Dhimmitude is the Islamic system of governing populations conquered by holy (jihād) wars, encompassing all of the demographic, ethnic, and religious aspects of the political system. The word "dhimmitude" as a historical concept describes the legal and social conditions of Jews and Christians subjected to Islamic rule. Dhimmi was the name applied by the Arab-Muslim conquerors to indigenous non-Muslim populations who surrendered by a treaty (dhimma) to Muslim domination.
The Muslim empire incorporated numerous peoples which had their own religion, culture, land, and civilization. For centuries, these indigenous peoples constituted the great majority of the population in the Islamic lands. Although these populations differed, they were ruled by the same type of laws, based on the Shari'a.

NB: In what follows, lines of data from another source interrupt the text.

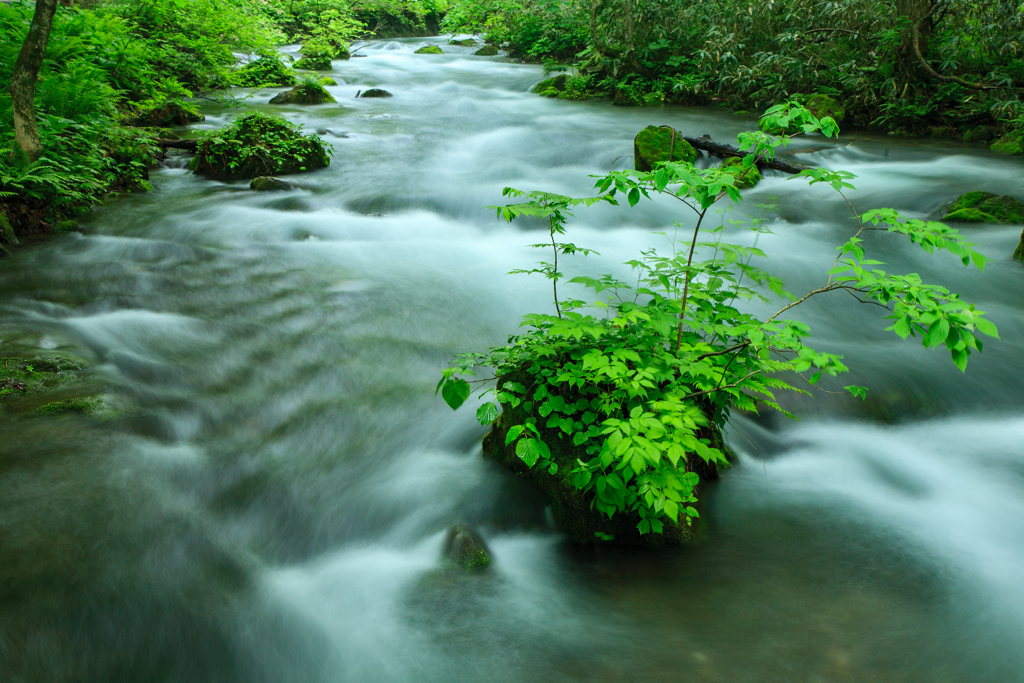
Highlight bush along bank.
[437,103,997,545]
[445,0,1024,150]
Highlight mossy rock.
[132,101,206,128]
[295,54,331,71]
[989,130,1024,157]
[633,126,697,171]
[807,93,846,123]
[940,190,1024,223]
[249,175,295,193]
[532,74,567,97]
[443,524,490,571]
[721,157,761,189]
[231,54,299,88]
[269,81,338,104]
[188,112,331,179]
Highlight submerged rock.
[633,126,697,171]
[940,190,1024,223]
[721,157,761,189]
[532,74,567,97]
[990,130,1024,157]
[188,112,331,179]
[270,81,338,104]
[249,175,295,193]
[443,524,490,570]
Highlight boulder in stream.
[188,112,331,179]
[940,190,1024,224]
[721,157,761,189]
[633,126,697,171]
[442,524,490,571]
[269,80,338,104]
[249,175,295,193]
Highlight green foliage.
[438,103,996,533]
[188,111,332,178]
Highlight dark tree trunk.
[10,0,57,161]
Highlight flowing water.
[0,40,1024,683]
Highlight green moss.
[231,54,298,88]
[942,209,1001,223]
[532,74,567,97]
[188,112,331,179]
[807,93,846,123]
[990,130,1024,157]
[269,79,338,104]
[633,126,697,171]
[722,157,761,189]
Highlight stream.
[0,39,1024,683]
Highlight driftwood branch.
[682,135,814,173]
[157,137,199,152]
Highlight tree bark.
[10,0,57,161]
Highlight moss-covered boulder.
[131,100,206,128]
[270,81,338,104]
[807,93,846,123]
[990,130,1024,157]
[442,524,490,571]
[940,190,1024,223]
[483,382,724,546]
[0,355,109,417]
[188,112,331,179]
[249,175,295,193]
[721,157,761,189]
[231,54,299,88]
[633,126,697,171]
[532,74,568,97]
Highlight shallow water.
[0,39,1024,683]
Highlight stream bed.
[6,39,1024,683]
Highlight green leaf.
[476,403,498,426]
[441,380,470,411]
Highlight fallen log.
[157,137,199,152]
[681,135,814,173]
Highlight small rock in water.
[443,524,490,571]
[249,176,295,193]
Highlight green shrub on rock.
[188,112,331,179]
[941,190,1024,223]
[269,78,338,104]
[633,126,697,171]
[721,157,761,189]
[231,54,298,88]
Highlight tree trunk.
[896,0,932,80]
[10,0,57,161]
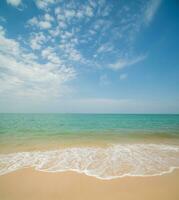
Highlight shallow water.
[0,114,179,179]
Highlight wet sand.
[0,169,179,200]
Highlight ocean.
[0,114,179,179]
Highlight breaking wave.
[0,144,179,179]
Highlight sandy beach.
[0,169,179,200]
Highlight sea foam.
[0,144,179,179]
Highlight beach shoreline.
[0,168,179,200]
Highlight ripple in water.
[0,144,179,179]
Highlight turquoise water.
[0,114,179,135]
[0,114,179,150]
[0,114,179,179]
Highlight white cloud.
[144,0,161,24]
[109,55,146,70]
[99,74,110,86]
[6,0,21,7]
[0,25,5,35]
[38,21,52,29]
[42,47,62,64]
[119,74,128,80]
[30,32,47,50]
[97,42,114,53]
[35,0,55,10]
[0,16,7,22]
[27,14,53,29]
[0,25,76,100]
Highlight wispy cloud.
[119,73,128,80]
[109,55,146,70]
[6,0,22,7]
[0,25,76,98]
[144,0,162,24]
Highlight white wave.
[0,144,179,179]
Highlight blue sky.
[0,0,179,113]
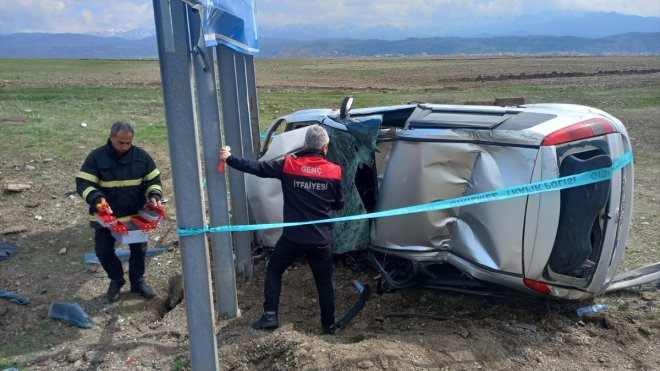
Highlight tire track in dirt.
[452,68,660,82]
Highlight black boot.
[252,312,278,330]
[105,278,126,302]
[131,281,156,299]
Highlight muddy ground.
[0,59,660,370]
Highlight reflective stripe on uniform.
[99,179,142,188]
[82,187,97,200]
[89,214,137,223]
[76,171,99,183]
[147,184,163,194]
[142,168,160,182]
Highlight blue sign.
[202,0,259,55]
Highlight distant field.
[0,57,660,370]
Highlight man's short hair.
[305,125,330,149]
[110,121,135,137]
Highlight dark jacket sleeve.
[142,152,163,200]
[227,156,284,179]
[76,153,105,211]
[332,179,344,210]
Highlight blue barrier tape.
[177,152,632,237]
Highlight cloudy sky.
[0,0,660,34]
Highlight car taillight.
[541,118,616,146]
[523,278,552,295]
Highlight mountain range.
[0,12,660,59]
[0,32,660,59]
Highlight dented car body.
[246,101,633,300]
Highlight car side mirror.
[339,95,353,119]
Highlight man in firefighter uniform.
[76,122,163,302]
[220,126,344,334]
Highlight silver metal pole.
[153,0,220,370]
[188,8,238,318]
[234,53,257,160]
[216,45,253,280]
[245,55,261,158]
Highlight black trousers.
[94,228,147,286]
[264,238,335,327]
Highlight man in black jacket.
[220,126,344,334]
[76,122,163,302]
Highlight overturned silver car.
[246,97,633,300]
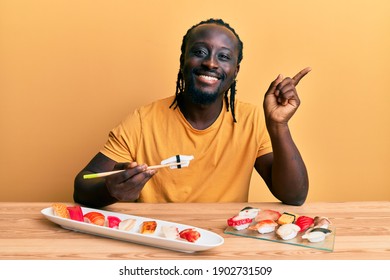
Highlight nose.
[202,54,218,69]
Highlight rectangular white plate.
[41,207,224,253]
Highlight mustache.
[192,67,226,80]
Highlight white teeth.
[199,75,218,81]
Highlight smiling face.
[182,24,239,105]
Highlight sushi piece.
[248,220,278,234]
[51,203,69,219]
[161,226,179,239]
[295,216,314,231]
[302,231,326,242]
[106,216,121,229]
[227,215,253,230]
[302,228,332,242]
[67,205,84,222]
[238,207,260,219]
[276,224,301,240]
[313,216,331,228]
[118,219,136,231]
[141,221,157,234]
[255,209,281,222]
[179,228,200,242]
[278,212,299,225]
[84,212,105,226]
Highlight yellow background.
[0,0,390,201]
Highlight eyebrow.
[190,41,233,52]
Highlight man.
[74,19,310,207]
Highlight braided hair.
[169,18,243,122]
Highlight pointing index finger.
[292,67,311,85]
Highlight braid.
[169,18,243,122]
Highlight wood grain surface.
[0,201,390,260]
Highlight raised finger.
[265,74,283,95]
[292,67,311,85]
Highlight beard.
[187,83,219,105]
[185,72,226,105]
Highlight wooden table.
[0,201,390,260]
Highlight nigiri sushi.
[314,216,331,228]
[118,219,136,231]
[278,212,299,225]
[141,221,157,234]
[302,227,332,242]
[276,224,301,240]
[227,215,253,230]
[255,209,281,222]
[84,212,105,226]
[248,220,278,234]
[106,216,121,229]
[295,216,314,231]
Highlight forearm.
[268,124,309,205]
[73,170,117,208]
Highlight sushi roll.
[295,216,314,231]
[67,205,84,222]
[255,209,281,222]
[84,212,106,226]
[302,228,332,242]
[278,212,299,225]
[238,207,260,219]
[51,203,70,219]
[276,224,301,240]
[161,226,179,239]
[179,228,200,242]
[227,215,253,230]
[249,220,278,234]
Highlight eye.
[191,48,207,57]
[218,53,231,61]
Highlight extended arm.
[255,68,310,205]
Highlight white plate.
[41,207,224,253]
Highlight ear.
[234,64,240,77]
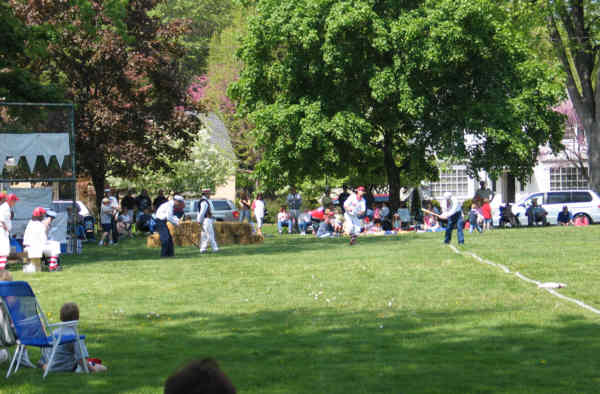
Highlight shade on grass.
[0,227,600,394]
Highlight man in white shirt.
[198,189,219,253]
[156,195,185,257]
[344,186,367,245]
[0,194,19,271]
[440,192,465,245]
[287,186,302,232]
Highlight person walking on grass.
[156,195,185,257]
[198,189,219,253]
[440,192,465,245]
[344,186,367,245]
[0,194,19,271]
[252,193,265,236]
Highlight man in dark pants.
[156,195,185,257]
[440,192,465,245]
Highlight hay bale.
[146,233,160,248]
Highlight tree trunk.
[90,169,106,212]
[585,120,600,192]
[383,132,400,212]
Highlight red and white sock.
[48,256,58,271]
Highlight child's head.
[60,302,79,321]
[0,270,12,282]
[164,358,236,394]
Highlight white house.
[423,127,588,208]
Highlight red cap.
[33,207,46,216]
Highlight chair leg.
[14,345,25,373]
[6,345,21,378]
[76,338,90,373]
[42,344,60,379]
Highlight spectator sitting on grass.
[165,358,236,394]
[317,215,334,238]
[556,205,573,226]
[277,205,292,234]
[298,209,312,235]
[40,302,107,372]
[525,198,548,226]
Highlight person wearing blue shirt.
[556,205,573,226]
[440,192,465,245]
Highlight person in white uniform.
[23,207,60,272]
[155,195,185,257]
[344,186,367,245]
[0,194,19,270]
[198,189,219,253]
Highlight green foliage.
[111,130,235,194]
[230,0,562,203]
[152,0,234,79]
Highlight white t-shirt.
[254,200,265,218]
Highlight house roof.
[198,112,235,158]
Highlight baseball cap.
[33,207,46,216]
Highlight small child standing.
[98,197,114,245]
[481,198,492,230]
[41,302,107,372]
[469,204,481,233]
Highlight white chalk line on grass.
[448,245,600,315]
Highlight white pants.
[27,240,60,259]
[344,212,362,235]
[200,218,219,252]
[0,229,10,257]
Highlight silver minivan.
[494,190,600,226]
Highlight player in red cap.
[0,194,19,271]
[23,207,60,272]
[344,186,367,245]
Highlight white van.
[494,190,600,226]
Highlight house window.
[550,167,589,191]
[430,169,469,198]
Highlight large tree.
[11,0,202,209]
[231,0,562,205]
[542,0,600,191]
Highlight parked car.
[183,199,240,222]
[51,200,90,217]
[494,190,600,226]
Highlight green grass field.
[0,226,600,394]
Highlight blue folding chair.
[0,281,89,378]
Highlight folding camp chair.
[0,282,89,378]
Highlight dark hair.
[60,302,79,321]
[165,358,236,394]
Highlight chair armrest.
[48,320,79,327]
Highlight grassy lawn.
[0,226,600,394]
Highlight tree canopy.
[231,0,563,208]
[11,0,199,209]
[539,0,600,191]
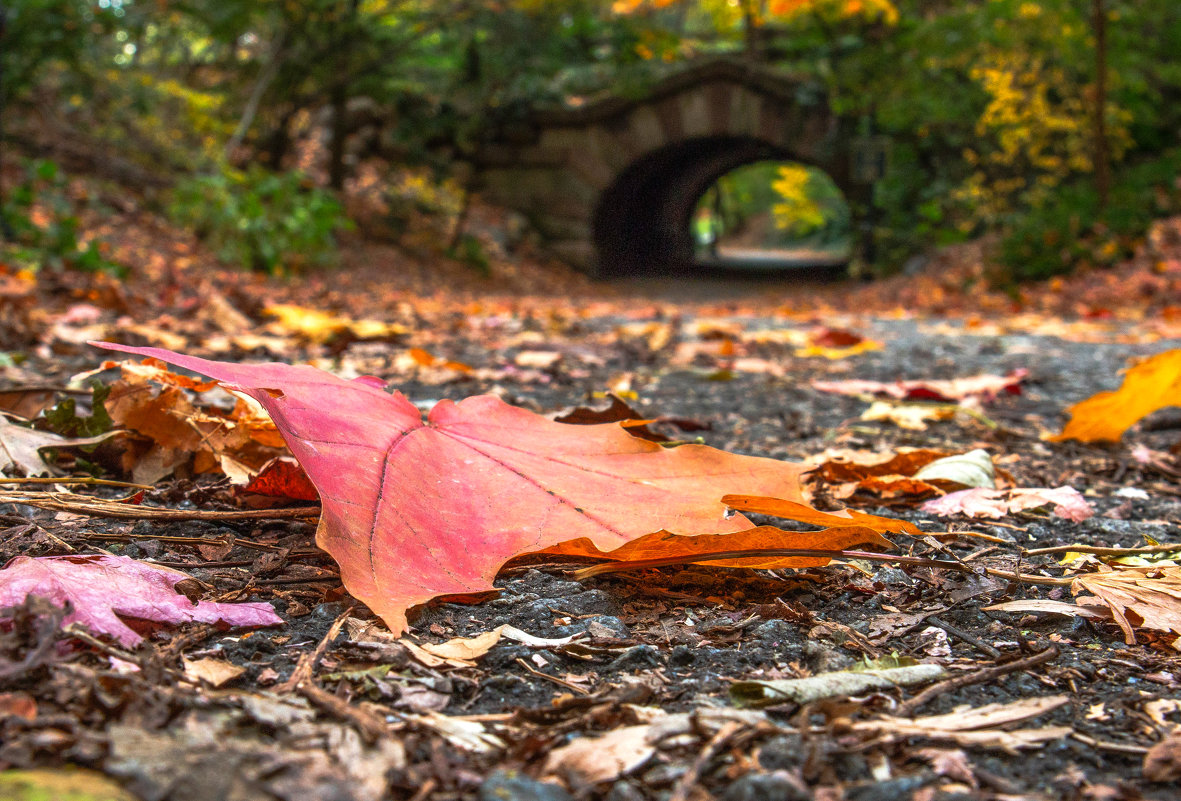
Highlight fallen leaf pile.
[89,345,859,632]
[1050,350,1181,442]
[1070,567,1181,651]
[0,554,282,647]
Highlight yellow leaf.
[1050,349,1181,442]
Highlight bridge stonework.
[476,60,848,275]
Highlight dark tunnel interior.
[592,136,794,278]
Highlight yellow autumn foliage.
[1050,349,1181,442]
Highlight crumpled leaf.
[914,448,997,489]
[84,360,286,483]
[808,448,1013,503]
[811,369,1029,403]
[262,304,410,345]
[1050,349,1181,442]
[542,724,657,787]
[1070,567,1181,650]
[919,487,1095,522]
[92,344,803,633]
[0,554,282,647]
[861,401,955,431]
[0,415,115,476]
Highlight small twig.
[1070,731,1148,755]
[516,657,591,696]
[895,647,1058,717]
[572,548,1074,587]
[0,606,66,683]
[1025,542,1181,556]
[668,721,742,801]
[61,623,143,668]
[0,476,155,489]
[85,532,282,552]
[275,606,357,692]
[296,680,390,743]
[410,779,438,801]
[254,575,340,587]
[61,623,187,679]
[0,491,320,520]
[927,614,1003,659]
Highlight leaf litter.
[0,285,1181,799]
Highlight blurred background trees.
[0,0,1181,280]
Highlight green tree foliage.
[0,0,1181,282]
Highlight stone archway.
[476,60,848,275]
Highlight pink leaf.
[0,555,282,647]
[919,487,1095,522]
[89,343,803,633]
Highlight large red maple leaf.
[96,343,812,632]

This similarity, with its regional variations, created a uniform civilization developed through the centuries by all non-Muslim indigenous peoples who were vanquished by jihād wars and governed by Shari'a law. It is this civilization which is called Dhimmitude. It is characterized by the different strategies developed by each dhimmi group to survive as a non-Muslim entity in its Islamized country. Dhimmitude is not exclusively concerned with Muslim history and civilization. Rather, it investigates the history of those non-Muslim peoples conquered and colonized by jihād. It encompasses the relationship of Muslims and non-Muslims at the theological, social, political, and economic levels. It also encompasses the relationships among the numerous ethno-religious dhimmi groups and the type of mentality they have developed out of their particular historical condition, which lasted for centuries (in some Muslim countries, until today).
Dhimmitude is a complete, integrated system, based on Islamic theology. It cannot be judged from the circumstantial position of any one community, at a given time or in a given place. Dhimmitude must be appraised according to its laws and customs, irrespective of circumstances and political contingencies.
bibliography:
S.D. Goitein, Jews and Arabs (1955); "Dhimma," in: eis2 2 (1965), 227–31 (includes bibliography); B. Ye'or, The Dhimmi: Jews and Christians under Islam (1985); Y. Courbage and P. Fargues, Christians and Jews under Islam (1988).